Irish, Scots and other immigrants brought older versions of the tradition to North America in the 19th century and by the late 20th century, many other Western countries have embraced Halloween as a part of American pop culture.
The occult is a brand for Halloween. In many European cultural traditions it is believed that Halloween is one of the few times of the year when the spiritual world can make contact with the physical world and when magic is strongest. One story says that, on that day, the disembodied spirits of all those who had died throughout the preceding year would come back among the livings in search of bodies to possess for year that comes. It was believed to be their only hope for the afterlife. The Celts believed that, during this time, all laws of space and time were suspended, allowing the spirit world to mix with the living one.
Naturally, the still-living did not want to be possessed. So on the night of October 31, villagers would extinguish the fires in their homes, to make them cold and undesirable. They would then dress up in all manner of ghoulish costumes and noisily paraded around the neighborhood, being as destructive as possible in order to frighten away spirits looking for bodies to possess.

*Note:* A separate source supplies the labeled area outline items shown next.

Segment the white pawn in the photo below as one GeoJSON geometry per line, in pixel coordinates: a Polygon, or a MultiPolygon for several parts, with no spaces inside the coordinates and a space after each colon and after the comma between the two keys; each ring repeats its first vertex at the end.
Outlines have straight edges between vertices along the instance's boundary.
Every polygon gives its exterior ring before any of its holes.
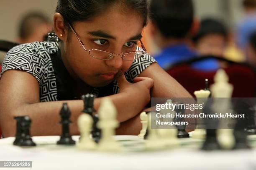
{"type": "Polygon", "coordinates": [[[148,150],[161,149],[163,145],[158,138],[157,130],[151,128],[151,113],[148,113],[147,129],[148,134],[145,143],[146,148],[148,150]]]}
{"type": "Polygon", "coordinates": [[[138,136],[140,139],[143,140],[144,136],[146,133],[148,127],[148,115],[146,114],[146,112],[143,112],[141,113],[140,118],[141,118],[141,122],[142,124],[142,129],[138,136]]]}
{"type": "Polygon", "coordinates": [[[116,120],[117,110],[110,98],[102,99],[98,112],[99,121],[97,127],[101,130],[102,137],[99,143],[99,150],[106,151],[119,151],[121,146],[113,136],[119,123],[116,120]]]}
{"type": "MultiPolygon", "coordinates": [[[[218,70],[214,77],[215,83],[210,89],[215,98],[226,98],[225,100],[217,100],[213,103],[213,110],[216,112],[232,113],[232,104],[228,98],[232,97],[234,87],[228,83],[228,76],[223,69],[218,70]]],[[[228,121],[231,118],[222,118],[219,124],[222,128],[217,130],[218,139],[221,147],[224,149],[231,149],[235,143],[233,130],[223,129],[227,126],[228,121]]]]}
{"type": "Polygon", "coordinates": [[[233,85],[228,83],[228,76],[223,69],[219,69],[214,76],[214,84],[210,89],[214,98],[230,98],[233,85]]]}
{"type": "MultiPolygon", "coordinates": [[[[166,103],[168,104],[172,104],[172,100],[169,99],[166,100],[166,103]]],[[[161,115],[170,113],[175,115],[176,112],[174,110],[172,111],[172,109],[173,108],[161,109],[159,113],[161,115]]],[[[174,118],[168,118],[168,119],[169,121],[174,120],[174,118]]],[[[160,140],[162,142],[163,145],[166,147],[174,148],[177,147],[177,145],[179,145],[179,141],[177,138],[178,134],[177,129],[174,125],[171,126],[169,129],[165,129],[167,127],[165,126],[158,130],[157,132],[160,140]]]]}
{"type": "Polygon", "coordinates": [[[78,148],[82,150],[94,150],[96,144],[90,138],[92,118],[87,114],[82,114],[77,119],[77,125],[81,135],[80,141],[77,145],[78,148]]]}

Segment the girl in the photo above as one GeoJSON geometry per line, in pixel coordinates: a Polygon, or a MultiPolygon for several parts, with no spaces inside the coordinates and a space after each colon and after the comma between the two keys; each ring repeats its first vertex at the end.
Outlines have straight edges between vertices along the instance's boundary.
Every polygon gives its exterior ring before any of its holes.
{"type": "Polygon", "coordinates": [[[138,114],[151,97],[190,97],[137,47],[147,23],[146,2],[59,0],[55,33],[49,37],[54,41],[19,45],[5,58],[0,81],[4,136],[15,135],[13,117],[25,115],[32,120],[32,135],[60,134],[64,100],[72,113],[71,133],[79,134],[83,103],[74,99],[87,93],[97,95],[96,110],[102,98],[111,98],[120,123],[118,134],[137,135],[138,114]]]}

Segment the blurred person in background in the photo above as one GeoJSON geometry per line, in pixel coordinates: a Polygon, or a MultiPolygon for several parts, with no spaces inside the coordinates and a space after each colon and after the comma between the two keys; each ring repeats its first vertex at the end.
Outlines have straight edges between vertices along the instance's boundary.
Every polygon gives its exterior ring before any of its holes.
{"type": "Polygon", "coordinates": [[[248,42],[251,35],[256,31],[256,0],[243,0],[246,15],[239,23],[237,32],[237,42],[242,50],[248,42]]]}
{"type": "Polygon", "coordinates": [[[256,68],[256,31],[251,34],[249,43],[246,48],[246,61],[252,66],[256,68]]]}
{"type": "MultiPolygon", "coordinates": [[[[191,33],[197,32],[198,27],[192,0],[152,0],[150,11],[151,33],[161,50],[155,57],[161,67],[167,70],[172,65],[198,57],[189,46],[191,33]]],[[[192,66],[205,71],[219,68],[214,59],[197,62],[192,66]]]]}
{"type": "Polygon", "coordinates": [[[192,38],[200,55],[222,57],[228,43],[228,31],[224,25],[212,18],[202,20],[198,33],[192,38]]]}
{"type": "Polygon", "coordinates": [[[20,21],[17,41],[20,43],[43,41],[44,36],[52,30],[50,20],[43,14],[29,13],[20,21]]]}

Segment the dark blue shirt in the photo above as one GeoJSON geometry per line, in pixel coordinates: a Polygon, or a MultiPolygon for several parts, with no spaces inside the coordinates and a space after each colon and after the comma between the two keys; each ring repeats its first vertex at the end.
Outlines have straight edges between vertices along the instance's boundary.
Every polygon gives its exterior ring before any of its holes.
{"type": "MultiPolygon", "coordinates": [[[[158,64],[164,70],[177,62],[197,57],[198,54],[184,44],[170,46],[164,49],[155,58],[158,64]]],[[[217,61],[214,59],[209,59],[196,62],[193,63],[192,67],[203,71],[215,71],[219,68],[217,61]]]]}

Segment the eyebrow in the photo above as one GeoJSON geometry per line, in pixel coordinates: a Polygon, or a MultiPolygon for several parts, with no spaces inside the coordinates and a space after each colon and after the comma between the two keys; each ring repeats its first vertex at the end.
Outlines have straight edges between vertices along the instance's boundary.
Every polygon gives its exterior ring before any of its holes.
{"type": "MultiPolygon", "coordinates": [[[[106,33],[101,30],[99,30],[95,31],[88,32],[87,32],[92,35],[97,37],[100,37],[105,38],[112,39],[115,40],[116,40],[116,38],[113,36],[108,34],[107,33],[106,33]]],[[[131,41],[132,40],[140,40],[142,38],[142,35],[141,35],[141,34],[138,34],[130,38],[129,39],[129,40],[131,41]]]]}

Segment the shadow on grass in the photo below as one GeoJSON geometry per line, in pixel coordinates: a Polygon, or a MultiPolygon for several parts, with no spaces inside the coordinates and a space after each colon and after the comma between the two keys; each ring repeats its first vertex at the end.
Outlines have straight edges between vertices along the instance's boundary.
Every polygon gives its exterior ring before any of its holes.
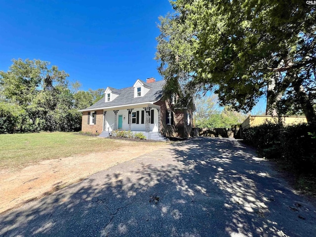
{"type": "Polygon", "coordinates": [[[197,138],[0,216],[3,236],[313,236],[314,207],[253,150],[197,138]]]}

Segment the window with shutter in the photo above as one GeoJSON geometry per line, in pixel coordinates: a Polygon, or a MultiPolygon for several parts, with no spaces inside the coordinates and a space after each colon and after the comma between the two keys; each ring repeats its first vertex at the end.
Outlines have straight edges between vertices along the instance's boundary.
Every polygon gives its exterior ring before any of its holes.
{"type": "Polygon", "coordinates": [[[132,123],[136,123],[136,112],[132,112],[132,123]]]}
{"type": "Polygon", "coordinates": [[[166,124],[171,125],[172,114],[170,110],[166,112],[166,124]]]}
{"type": "Polygon", "coordinates": [[[139,124],[139,111],[136,111],[136,124],[139,124]]]}
{"type": "Polygon", "coordinates": [[[96,112],[93,113],[93,120],[92,123],[94,124],[97,124],[97,112],[96,112]]]}
{"type": "Polygon", "coordinates": [[[145,120],[145,110],[142,110],[142,120],[141,120],[142,124],[144,124],[144,120],[145,120]]]}

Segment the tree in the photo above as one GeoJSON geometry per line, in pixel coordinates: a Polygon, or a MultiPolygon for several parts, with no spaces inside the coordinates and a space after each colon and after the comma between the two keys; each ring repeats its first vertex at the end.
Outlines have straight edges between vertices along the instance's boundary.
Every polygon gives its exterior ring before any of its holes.
{"type": "Polygon", "coordinates": [[[196,99],[196,125],[211,128],[230,127],[240,124],[247,117],[229,106],[221,108],[218,104],[218,97],[214,94],[196,99]]]}
{"type": "Polygon", "coordinates": [[[299,0],[171,4],[175,12],[160,18],[157,38],[166,87],[177,80],[187,93],[215,88],[222,105],[244,112],[266,94],[270,113],[287,101],[308,121],[316,118],[316,6],[299,0]]]}
{"type": "Polygon", "coordinates": [[[15,118],[14,125],[7,131],[79,130],[81,113],[74,106],[68,74],[56,66],[50,67],[48,62],[12,61],[8,72],[0,72],[0,91],[5,104],[1,110],[7,115],[1,123],[7,124],[10,116],[15,118]],[[8,108],[14,108],[14,113],[8,108]]]}

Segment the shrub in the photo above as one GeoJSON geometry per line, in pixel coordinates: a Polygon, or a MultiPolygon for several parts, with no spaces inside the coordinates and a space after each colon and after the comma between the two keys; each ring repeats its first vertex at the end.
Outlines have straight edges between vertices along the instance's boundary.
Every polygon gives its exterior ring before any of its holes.
{"type": "Polygon", "coordinates": [[[284,126],[267,122],[245,129],[242,136],[260,156],[281,161],[298,173],[313,174],[316,171],[315,131],[316,123],[284,126]]]}
{"type": "Polygon", "coordinates": [[[279,147],[284,129],[282,123],[271,121],[245,129],[242,132],[244,141],[255,147],[259,154],[267,158],[277,158],[281,154],[279,147]]]}
{"type": "Polygon", "coordinates": [[[128,137],[128,138],[139,138],[140,139],[146,139],[146,137],[142,132],[137,132],[133,134],[131,131],[119,131],[116,130],[112,132],[112,136],[119,137],[128,137]]]}

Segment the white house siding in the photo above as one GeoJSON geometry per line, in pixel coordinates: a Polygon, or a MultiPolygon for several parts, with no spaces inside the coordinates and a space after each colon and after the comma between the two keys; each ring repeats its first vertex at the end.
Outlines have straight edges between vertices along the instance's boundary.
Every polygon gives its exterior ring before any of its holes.
{"type": "MultiPolygon", "coordinates": [[[[158,112],[156,109],[151,109],[154,110],[154,123],[150,123],[150,130],[151,132],[158,132],[158,112]]],[[[115,114],[113,110],[107,111],[106,115],[106,130],[108,131],[109,127],[114,123],[115,122],[115,114]]],[[[137,111],[139,112],[139,123],[131,123],[131,130],[135,131],[146,131],[146,112],[145,112],[145,117],[144,118],[144,123],[141,123],[142,122],[142,112],[141,111],[144,110],[143,109],[134,109],[132,112],[136,112],[137,111]]],[[[129,126],[128,124],[128,111],[127,110],[118,110],[117,114],[117,127],[118,126],[118,116],[122,115],[123,117],[123,122],[122,124],[122,130],[128,130],[129,129],[129,126]],[[124,117],[125,117],[125,119],[124,117]]],[[[113,125],[110,128],[110,131],[112,131],[112,130],[115,129],[115,126],[113,125]]]]}

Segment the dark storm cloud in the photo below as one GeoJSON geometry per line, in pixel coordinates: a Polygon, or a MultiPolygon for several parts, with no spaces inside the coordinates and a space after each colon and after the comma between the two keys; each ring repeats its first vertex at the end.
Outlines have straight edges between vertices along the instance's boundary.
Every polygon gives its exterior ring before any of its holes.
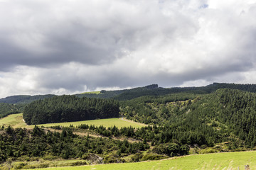
{"type": "Polygon", "coordinates": [[[0,95],[255,83],[255,14],[251,0],[0,0],[0,95]]]}

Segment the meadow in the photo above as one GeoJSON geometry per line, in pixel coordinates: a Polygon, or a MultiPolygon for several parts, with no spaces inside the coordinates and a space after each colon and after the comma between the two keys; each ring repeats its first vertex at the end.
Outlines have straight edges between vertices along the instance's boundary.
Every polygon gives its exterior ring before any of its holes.
{"type": "MultiPolygon", "coordinates": [[[[117,128],[124,128],[132,126],[134,128],[142,128],[146,125],[139,123],[127,120],[124,118],[110,118],[110,119],[99,119],[78,122],[68,122],[68,123],[48,123],[38,125],[38,126],[50,127],[50,126],[77,126],[81,124],[94,125],[95,126],[103,125],[106,128],[116,125],[117,128]]],[[[4,126],[11,125],[13,128],[33,128],[34,125],[26,125],[23,121],[22,113],[9,115],[7,117],[0,119],[0,125],[4,126]]]]}
{"type": "Polygon", "coordinates": [[[97,164],[80,166],[54,167],[35,169],[35,170],[110,170],[110,169],[245,169],[245,165],[250,165],[250,169],[256,169],[256,152],[240,152],[196,154],[169,159],[112,164],[97,164]],[[239,167],[239,168],[238,168],[239,167]]]}

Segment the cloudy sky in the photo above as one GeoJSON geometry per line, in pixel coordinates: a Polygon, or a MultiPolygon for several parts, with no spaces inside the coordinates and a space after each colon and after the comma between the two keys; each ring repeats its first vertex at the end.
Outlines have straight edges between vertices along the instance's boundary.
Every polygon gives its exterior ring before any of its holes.
{"type": "Polygon", "coordinates": [[[256,84],[256,0],[0,0],[0,97],[256,84]]]}

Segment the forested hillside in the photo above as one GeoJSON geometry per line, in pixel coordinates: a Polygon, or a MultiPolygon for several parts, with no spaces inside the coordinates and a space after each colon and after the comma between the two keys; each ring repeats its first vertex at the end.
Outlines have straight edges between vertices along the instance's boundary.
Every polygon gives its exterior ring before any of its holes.
{"type": "Polygon", "coordinates": [[[236,148],[255,147],[255,93],[224,89],[210,94],[142,97],[121,103],[121,113],[127,118],[164,125],[164,140],[213,147],[231,142],[236,148]]]}
{"type": "Polygon", "coordinates": [[[22,106],[21,105],[16,106],[14,104],[0,103],[0,118],[10,114],[20,113],[21,108],[22,108],[22,106]]]}
{"type": "Polygon", "coordinates": [[[28,125],[38,125],[117,118],[119,112],[119,103],[114,100],[64,95],[27,105],[23,118],[28,125]]]}
{"type": "Polygon", "coordinates": [[[47,94],[47,95],[36,95],[36,96],[29,96],[29,95],[12,96],[0,98],[0,103],[6,103],[11,104],[28,104],[34,101],[52,98],[53,96],[55,96],[55,95],[47,94]]]}
{"type": "Polygon", "coordinates": [[[145,96],[162,96],[177,93],[193,93],[198,94],[210,94],[220,89],[238,89],[250,92],[256,92],[255,84],[236,84],[225,83],[213,83],[206,86],[199,87],[172,87],[162,88],[157,84],[151,84],[144,87],[119,91],[102,91],[99,94],[77,94],[78,96],[89,98],[112,98],[119,101],[130,100],[145,96]]]}
{"type": "MultiPolygon", "coordinates": [[[[138,162],[189,152],[255,149],[255,87],[254,84],[213,84],[164,89],[152,84],[92,94],[100,95],[97,98],[64,95],[34,101],[23,110],[23,118],[28,125],[121,115],[149,125],[117,128],[114,125],[108,128],[71,125],[69,128],[53,126],[52,132],[36,127],[31,132],[6,128],[4,125],[0,130],[0,159],[48,155],[55,159],[87,159],[93,154],[103,157],[105,163],[111,163],[125,162],[124,157],[128,157],[127,162],[138,162]],[[103,94],[106,98],[100,98],[103,94]],[[83,137],[88,133],[103,138],[83,137]]],[[[22,108],[18,106],[0,103],[0,115],[18,112],[22,108]]]]}

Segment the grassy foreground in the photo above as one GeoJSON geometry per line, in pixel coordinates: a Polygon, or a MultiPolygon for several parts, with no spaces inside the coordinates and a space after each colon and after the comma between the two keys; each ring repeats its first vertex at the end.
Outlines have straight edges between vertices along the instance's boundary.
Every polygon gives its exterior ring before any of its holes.
{"type": "Polygon", "coordinates": [[[162,161],[138,163],[87,165],[74,167],[54,167],[39,169],[55,170],[107,170],[107,169],[245,169],[245,165],[250,165],[250,169],[256,169],[256,152],[241,152],[191,155],[162,161]]]}
{"type": "MultiPolygon", "coordinates": [[[[50,127],[55,125],[60,126],[70,126],[73,125],[74,126],[79,125],[81,124],[87,125],[94,125],[95,126],[103,125],[106,128],[113,126],[114,125],[118,127],[119,128],[123,127],[129,127],[132,126],[134,128],[142,128],[146,126],[146,125],[135,122],[132,122],[126,120],[125,119],[122,118],[110,118],[110,119],[99,119],[99,120],[92,120],[86,121],[79,121],[79,122],[69,122],[69,123],[48,123],[48,124],[42,124],[38,125],[38,126],[43,125],[44,127],[50,127]]],[[[23,121],[22,113],[9,115],[7,117],[0,119],[0,125],[11,125],[13,128],[33,128],[34,125],[26,125],[23,121]]]]}

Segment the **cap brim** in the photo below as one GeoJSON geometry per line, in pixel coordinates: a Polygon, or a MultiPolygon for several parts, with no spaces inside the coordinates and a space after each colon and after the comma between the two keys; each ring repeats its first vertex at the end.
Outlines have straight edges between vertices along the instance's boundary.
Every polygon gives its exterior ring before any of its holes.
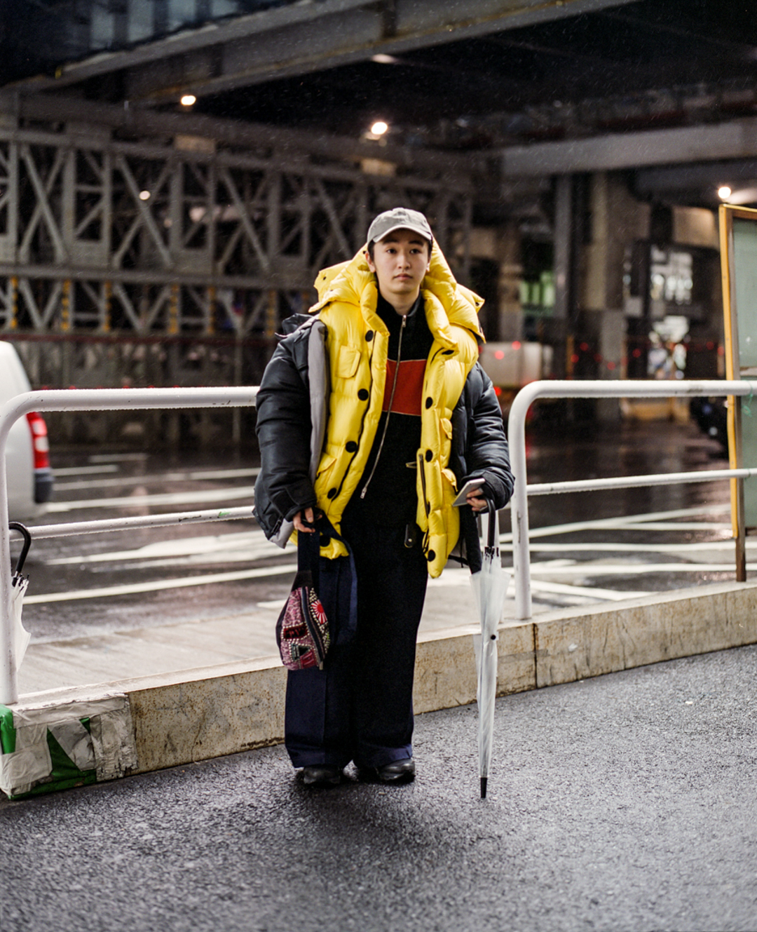
{"type": "Polygon", "coordinates": [[[369,242],[381,242],[385,240],[390,233],[394,233],[397,230],[411,230],[412,233],[417,233],[418,236],[426,240],[426,242],[433,242],[434,238],[430,233],[426,233],[425,230],[419,229],[417,226],[411,226],[408,224],[397,224],[396,226],[391,226],[389,229],[385,230],[381,234],[380,237],[373,237],[372,240],[369,240],[369,242]]]}

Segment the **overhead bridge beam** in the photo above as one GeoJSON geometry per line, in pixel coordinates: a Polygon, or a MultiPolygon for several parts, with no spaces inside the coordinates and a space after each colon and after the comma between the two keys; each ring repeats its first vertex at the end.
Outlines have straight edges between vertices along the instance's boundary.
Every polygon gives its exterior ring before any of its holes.
{"type": "Polygon", "coordinates": [[[208,23],[61,65],[39,91],[121,72],[125,96],[160,103],[620,7],[629,0],[320,0],[208,23]]]}
{"type": "Polygon", "coordinates": [[[704,126],[614,133],[502,150],[505,177],[638,169],[757,157],[757,117],[704,126]]]}

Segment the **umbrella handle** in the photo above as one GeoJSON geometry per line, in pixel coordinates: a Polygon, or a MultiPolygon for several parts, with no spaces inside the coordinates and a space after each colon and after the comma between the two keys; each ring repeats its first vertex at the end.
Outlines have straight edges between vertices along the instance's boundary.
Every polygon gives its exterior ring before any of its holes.
{"type": "Polygon", "coordinates": [[[23,547],[21,547],[19,562],[16,564],[16,569],[13,571],[13,575],[18,576],[21,569],[23,569],[26,555],[29,553],[29,548],[32,546],[32,534],[30,533],[29,528],[25,525],[20,524],[19,521],[9,521],[8,529],[17,530],[23,537],[23,547]]]}
{"type": "Polygon", "coordinates": [[[488,540],[486,541],[486,545],[487,545],[487,547],[490,550],[493,550],[494,549],[494,525],[496,524],[496,521],[494,520],[494,515],[495,515],[495,513],[496,513],[496,509],[494,508],[494,502],[491,499],[487,499],[486,500],[486,506],[489,509],[489,528],[487,528],[487,531],[488,531],[488,540]]]}

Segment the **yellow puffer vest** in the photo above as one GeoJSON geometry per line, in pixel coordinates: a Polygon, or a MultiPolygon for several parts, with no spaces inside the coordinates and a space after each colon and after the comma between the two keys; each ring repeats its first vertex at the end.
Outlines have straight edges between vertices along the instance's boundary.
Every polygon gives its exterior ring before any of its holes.
{"type": "MultiPolygon", "coordinates": [[[[319,273],[319,302],[311,308],[326,324],[331,391],[326,439],[316,477],[318,507],[339,529],[365,469],[378,429],[389,334],[376,314],[378,292],[363,252],[319,273]]],[[[478,309],[483,301],[459,285],[434,244],[421,289],[434,343],[426,366],[417,453],[417,523],[431,576],[439,576],[457,542],[460,519],[452,505],[455,477],[448,463],[452,413],[479,358],[478,309]]],[[[482,337],[481,337],[482,338],[482,337]]],[[[344,555],[331,541],[324,556],[344,555]]]]}

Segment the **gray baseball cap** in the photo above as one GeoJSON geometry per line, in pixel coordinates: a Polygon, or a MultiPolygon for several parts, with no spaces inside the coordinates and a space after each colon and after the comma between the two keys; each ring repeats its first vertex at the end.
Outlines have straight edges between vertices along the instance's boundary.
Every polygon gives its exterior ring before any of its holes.
{"type": "Polygon", "coordinates": [[[434,234],[428,226],[428,221],[418,211],[411,211],[406,207],[395,207],[393,211],[379,213],[368,227],[368,242],[383,240],[395,230],[412,230],[420,233],[424,240],[434,241],[434,234]]]}

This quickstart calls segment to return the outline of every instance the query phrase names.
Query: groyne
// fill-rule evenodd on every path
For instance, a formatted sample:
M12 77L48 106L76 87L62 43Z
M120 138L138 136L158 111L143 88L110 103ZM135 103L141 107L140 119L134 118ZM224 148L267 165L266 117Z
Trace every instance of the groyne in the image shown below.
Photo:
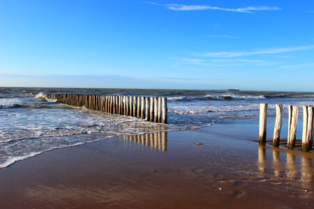
M167 123L167 98L47 93L49 99L94 111Z

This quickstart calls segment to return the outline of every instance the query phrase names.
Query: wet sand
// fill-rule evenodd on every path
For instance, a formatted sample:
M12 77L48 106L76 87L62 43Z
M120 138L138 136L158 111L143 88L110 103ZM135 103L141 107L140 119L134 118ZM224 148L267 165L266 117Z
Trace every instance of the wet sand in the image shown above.
M312 208L314 154L260 146L255 121L117 137L17 162L0 169L1 208Z

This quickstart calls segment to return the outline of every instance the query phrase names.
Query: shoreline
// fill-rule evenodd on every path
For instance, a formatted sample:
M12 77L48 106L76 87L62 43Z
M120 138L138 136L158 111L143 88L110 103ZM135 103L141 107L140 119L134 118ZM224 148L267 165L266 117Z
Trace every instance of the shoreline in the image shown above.
M114 137L17 162L0 169L1 204L310 208L313 153L259 146L251 140L257 136L257 123L252 123L256 120L241 120L163 134ZM276 201L269 201L274 196Z

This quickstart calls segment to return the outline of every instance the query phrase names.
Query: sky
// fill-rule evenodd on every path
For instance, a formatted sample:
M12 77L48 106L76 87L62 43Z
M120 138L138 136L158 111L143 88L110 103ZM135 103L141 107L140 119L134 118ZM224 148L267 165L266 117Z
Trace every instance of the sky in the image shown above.
M314 91L314 1L0 0L0 86Z

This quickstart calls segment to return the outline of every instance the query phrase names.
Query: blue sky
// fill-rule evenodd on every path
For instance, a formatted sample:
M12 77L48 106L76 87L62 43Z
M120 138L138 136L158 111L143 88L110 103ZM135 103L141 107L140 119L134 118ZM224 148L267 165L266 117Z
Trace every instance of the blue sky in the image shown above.
M313 84L313 1L0 0L0 86Z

Vampires and Vampire bats are a part of Halloween. The most popular vampire is Count Dracula. Every year, all over the world thousands and thousands of costumes and accessories personifying Dracula, or vampires, or vampire bats are sold around Halloween. In spite of their high prices, costumes of Dracula, including wigs, capes, teeth with fangs and of course the blood are very popular. And that is because Count Dracula has become a symbol of Halloween.
Every year on Halloween, many traveling agencies are offering Halloween tours in Transylvania , the country of Count Dracula. Those tours include visiting Bran Castle a.k.a. Dracula’s Castle, Sighisoara Citadel, fortress of Poienari (Vlad Tepes' Residential Castle ) – rebuilt by Vlad Dracula in 1459 with the hands of traitor boyars. Bran Castle was originally a fortress built by the Knights of the Teutonic Order in the year 1212. Vlad Tepes used Bran Castle as headquarters for his incursions into Transylvania . Over the last years, Dracula became a symbol of Romania , alongside being the symbol of Halloween.